Transparency or opacity of SD modifications

But now lets say its a forum and most don’t know the poster, except they post some juicy whistle blowing stuff and links. But they delete it, then a scammer recreates the SD with the links pointing to spoof/scam pages. The issue here might be that readers had before it was deleted made links to that SD telling others how good is the juicy story. Ironically this is the reason the whistle blower deleted the SD.
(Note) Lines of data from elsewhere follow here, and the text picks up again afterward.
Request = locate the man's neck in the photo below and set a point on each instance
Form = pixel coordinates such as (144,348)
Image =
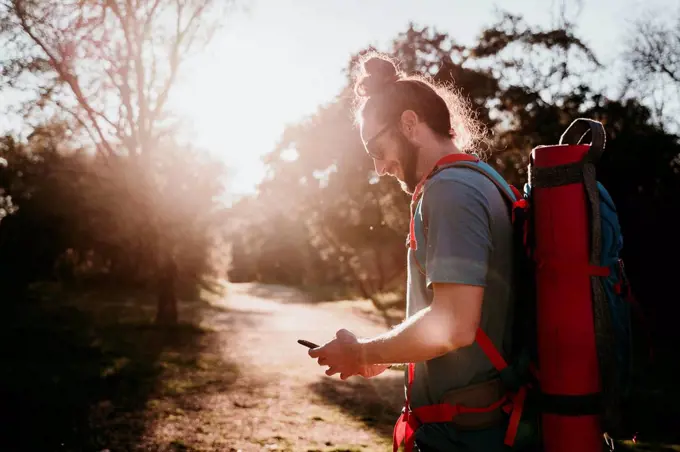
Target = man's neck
(429,157)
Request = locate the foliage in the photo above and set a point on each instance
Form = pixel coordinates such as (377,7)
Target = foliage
(79,216)
(525,85)
(108,67)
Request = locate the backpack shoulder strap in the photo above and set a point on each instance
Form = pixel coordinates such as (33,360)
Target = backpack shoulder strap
(510,193)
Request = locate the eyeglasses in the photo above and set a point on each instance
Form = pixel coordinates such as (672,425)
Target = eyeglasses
(377,154)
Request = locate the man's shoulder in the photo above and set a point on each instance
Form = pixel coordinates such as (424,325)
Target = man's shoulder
(461,181)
Please that is just an example and can be pulled apart on its merit. The idea is to see the process and technically behind it. This I believe was @tfa’s point that a destroyed SD allows it to be replaced with another SD spoofing the original that was destroyed. And the original owner may not be trusted or known, so its not always reasonable to used SD ID + Owner ID to uniquely identity a SD as being genuine. But we have to work with purely the SD ID (addr+tag+ver) to assume an SD is genuine. Obviously a contract or such legal info should include the trusted owner ID and my bad for a bad example of a contract.

1 Like

This is the crux of the problem - (for me at-least) there cannot be a notion of semi-trust. A trust is, mathematically or cryptograhically, all or none in digital world. If you didn’t trust, or even know the owner as you say, why would you expect him to be well behaved ? What makes you think that this unknown owner could not have changed the content of his SD to contain something even worse than what the new guy, equally untrusted and unknown, would put ? It’s like going to a forum where the poster is tagged anonymous and you distributing a link to his website he posted in some comment. For all you know after he gets a certain number of hits he changes content to something gross or even illegal in your country.

So if you trust someone to distribute his/her SD name, just extract the sign key too and send it along as tuple (SD::name, SD::sign-key). That would solve all your problems.

[As an aside:
You might be surprised to know version field of SD was (and i think still is) never meant to be user-facing. It is something purely for the backend - for the network to handle and resolve conflicts and churn situation in a particular way. If we figure out another mechanism which we think is better, we could even remove/replace it. That is why the version bumps etc are internally handled by safe_core and vaults. User-facing is data field. That is what they should manipulate if they need and special behaviour.]

2 Likes

I mean data field of StructuredData struct in routing crate.

Currently validity of previous owners signatures is also checked when a SD is deleted. You cannot revamp this system without specifying what happens during a deletion.

The problem is that the owner can do this without modifying version field.

I want the simple mechanism which was implemented earlier and which maintained the following invariants:

  • version 0 proves that the object has never been modified since its creation

  • version > 0 indicates the number of times the object has been modified

Safe network should be trustless. Seeing a version equals to 0 should be enough to know that a SD has not been modified. We shouldn’t have to trust A for that, because he/she may behave nicely for months and then cheat for a very specific contract.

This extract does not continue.